While this is great news for property developers and home-seekers, vanishing commercial property in the capital could have a negative impact on London industrious reputation. As Emerson Crane Hire say, commercial property density helps the economy through boosting productivity in four key ways: increasing specialisation, healthy competition, large labour markets and a localised wealth of knowledge. Of course, it also means that the remaining commercial property becomes more expensive.
The average rent for office space in central London has hit £55.34 per sq ft. The highest commercial property rents achieved in areas such as Mayfair and St James’s have soared as high as £150 per sq ft. Companies looking to rent office space in London are being pushed to the outskirts of the capital by high prices and low availability.
Short term rentals and business lounges have become popular solutions
Temporary office space allows a business to rent a workspace when it is required for a short amount of time. Short term rentals are usually available in serviced offices which are becoming increasingly popular across the capital.
The UK serviced office industry has increased by 67% and has seen the rise of serviced office providers like Regus and i2 Office who both now offer offices in numerous locations across Central and Outer London.
Business lounges are shared professional workspaces that have also become popular options for companies who cannot afford the sky high rents. They provide deskspace for managing serious work as well as breakout areas for hosting discussions. The external agency running the business lounge usually provides services including reception staff and meeting rooms, often at a prestigious address.
Temporary and coworking spaces are cost-effective working locations for personnel from startups to large organisations. For start-ups with limited resources, turning to coworking spaces makes a lot more sense. The company can access all of the facilities typically found in an office and can work alongside similar startups making networking and collaboration a realistic possibility.
Larger businesses can retain their established UK presence, renting refined business lounges as and when they are required. For presenting a professional image, serviced offices often provide meeting rooms at an address that suits a formal occasion. Previously unaffordable locations such as St Paul’s, Mayfair and Westminster are now affordable locations for business meetings.
The future of London’s office space
The rise of cloud technology has enabled the more flexible working arrangements of coworking. Work can be exchanged and collaborated on electronically via a third-party provider meaning there is less need for all work to be centralised in one office space.
Behind-the-scenes interactions can be completed in the cloud too. Contractor accountants 3 Wise Bears have encouraged the use of cloud software to increase efficiency between startups and their accountants.
The popularity of working in the cloud and the extension of WiFi connections continue to grow.

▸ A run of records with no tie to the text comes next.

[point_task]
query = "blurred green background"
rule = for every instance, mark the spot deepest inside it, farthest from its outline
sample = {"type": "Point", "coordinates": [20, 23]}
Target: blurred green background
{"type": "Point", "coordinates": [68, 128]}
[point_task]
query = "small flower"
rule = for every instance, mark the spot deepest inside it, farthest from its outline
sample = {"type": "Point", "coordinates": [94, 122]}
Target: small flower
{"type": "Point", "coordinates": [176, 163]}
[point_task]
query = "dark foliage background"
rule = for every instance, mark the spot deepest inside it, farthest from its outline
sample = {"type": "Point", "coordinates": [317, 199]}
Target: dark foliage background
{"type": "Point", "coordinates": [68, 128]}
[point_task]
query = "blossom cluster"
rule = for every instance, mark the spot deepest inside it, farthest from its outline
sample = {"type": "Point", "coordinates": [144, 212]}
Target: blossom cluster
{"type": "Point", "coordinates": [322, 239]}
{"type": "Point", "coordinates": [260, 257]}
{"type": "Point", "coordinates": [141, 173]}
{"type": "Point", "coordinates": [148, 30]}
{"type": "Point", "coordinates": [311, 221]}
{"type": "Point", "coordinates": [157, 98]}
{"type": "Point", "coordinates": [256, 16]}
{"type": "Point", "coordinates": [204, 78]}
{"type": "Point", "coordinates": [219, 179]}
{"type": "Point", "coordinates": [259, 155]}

Some have predicted that most of us will be working remotely by 2022 from wherever we choose including the comforts of our own home.
Two thirds of people would rather work from home while 36% of workers would go as far as shunning a pay rise in favour of being able to telecommute. With more employees choosing to work from home, it could spell the end of both the office and the coworking space.
However due to the collaborative potential of coworking it is unlikely to disappear completely. Researchers have discovered that people who work in coworking spaces report levels of thriving that approach an average of 6 on a 7-point scale. This is at least a point higher than the average for employees who do their jobs in regular offices.
If employees continue to collaborate efficiently in coworking spaces, businesses are likely to continue exploiting flexible office arrangements and avoiding the unprecedentedly high London office rents.